It is not at all unusual to day to see a movie directed by a woman but there was a time when there was only one woman directing feature films. That woman was Dorothy Arzner.
Born in San Francisco in 1897 Dorothy Arzner was raised in Los Angels where her father owned a restaurant frequented by the early Hollywood pioneer silent film makers. Ms Arzner started out planning on being a doctor but after a stint as an ambulance attendant in World War I she returned to Los Angeles and visited a movie studio and that visit changed her life.

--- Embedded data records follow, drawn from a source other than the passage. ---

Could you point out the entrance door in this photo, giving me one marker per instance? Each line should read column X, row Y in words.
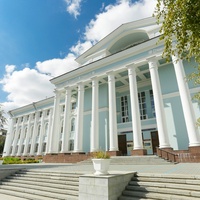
column 155, row 141
column 122, row 144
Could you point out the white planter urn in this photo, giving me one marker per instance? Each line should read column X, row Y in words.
column 101, row 166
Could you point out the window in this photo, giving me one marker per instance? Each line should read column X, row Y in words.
column 29, row 148
column 48, row 112
column 73, row 105
column 39, row 127
column 40, row 114
column 22, row 150
column 73, row 125
column 60, row 146
column 152, row 103
column 36, row 148
column 44, row 147
column 71, row 145
column 46, row 129
column 142, row 105
column 124, row 109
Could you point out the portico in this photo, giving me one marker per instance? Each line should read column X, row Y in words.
column 124, row 98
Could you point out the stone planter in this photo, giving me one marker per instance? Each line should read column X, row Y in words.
column 101, row 166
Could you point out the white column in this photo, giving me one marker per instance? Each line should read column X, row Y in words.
column 112, row 113
column 9, row 138
column 94, row 140
column 33, row 140
column 41, row 135
column 54, row 138
column 27, row 137
column 136, row 123
column 49, row 131
column 66, row 124
column 190, row 120
column 78, row 140
column 15, row 140
column 159, row 107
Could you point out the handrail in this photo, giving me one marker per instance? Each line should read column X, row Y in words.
column 167, row 154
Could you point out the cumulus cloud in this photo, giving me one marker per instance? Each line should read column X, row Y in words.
column 25, row 86
column 73, row 7
column 29, row 85
column 111, row 17
column 57, row 66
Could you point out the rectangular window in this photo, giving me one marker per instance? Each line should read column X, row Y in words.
column 152, row 103
column 48, row 112
column 124, row 109
column 73, row 105
column 142, row 105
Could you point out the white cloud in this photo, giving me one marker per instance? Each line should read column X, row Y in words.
column 29, row 85
column 73, row 7
column 57, row 66
column 25, row 86
column 114, row 15
column 110, row 18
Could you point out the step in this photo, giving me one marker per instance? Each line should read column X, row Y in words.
column 54, row 183
column 166, row 184
column 155, row 195
column 173, row 191
column 67, row 189
column 24, row 195
column 22, row 179
column 48, row 194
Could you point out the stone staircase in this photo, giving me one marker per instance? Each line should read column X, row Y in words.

Through a connection with film director William DeMille she was able to get a job at Paramount as a stenographer. She eventually became a script supervisor and then as an editor. Her first assignment as an editor was on the Valentino classic "Blood and Sand". Arzner then started working as and editor and writer developing an reputation for excellence. She became very much in demand and this gave her enough clout to demand a position as a director at Paramount or she would leave to work at Columbia Pictures. She was given the position and assigned to the film "Fashions for Women" which became a success. Paramount then gave her the assignment of directing Clara Bow in her first talkie "The Wild Party". Arzner in an effort to give Clara Bow freedom to move about on the set attached a microphone to fishing pool creating the first boom microphone.
Dorothy Arzner went onto become an in demand director and the only woman director during what is now called Hollywood's Golden Age. She worked on some of the most successful "pre-code" films that Paramount released. In 1932 she left Paramount and became an independent director working for several studios. She was also the first woman to join the Directors Guild of America. Her films were instrumental in starting the careers of actresses like Rosalind Russell, Katherine Hepburn and Lucille Ball.
In 1943 Dorothy Arzner stepped away from making feature films focusing on teaching at UCLA and making television commercials. She made commercials for Pepsi-Cola when her friend Joan Crawford was married to the head of Pepsi.
Dorothy Arzer was rumored to have had many affiars with the actresses in her films but lived openly with her partner of many years choreographer Marion Morgan. Dorothy Arzner died in 1979 at the age of 82.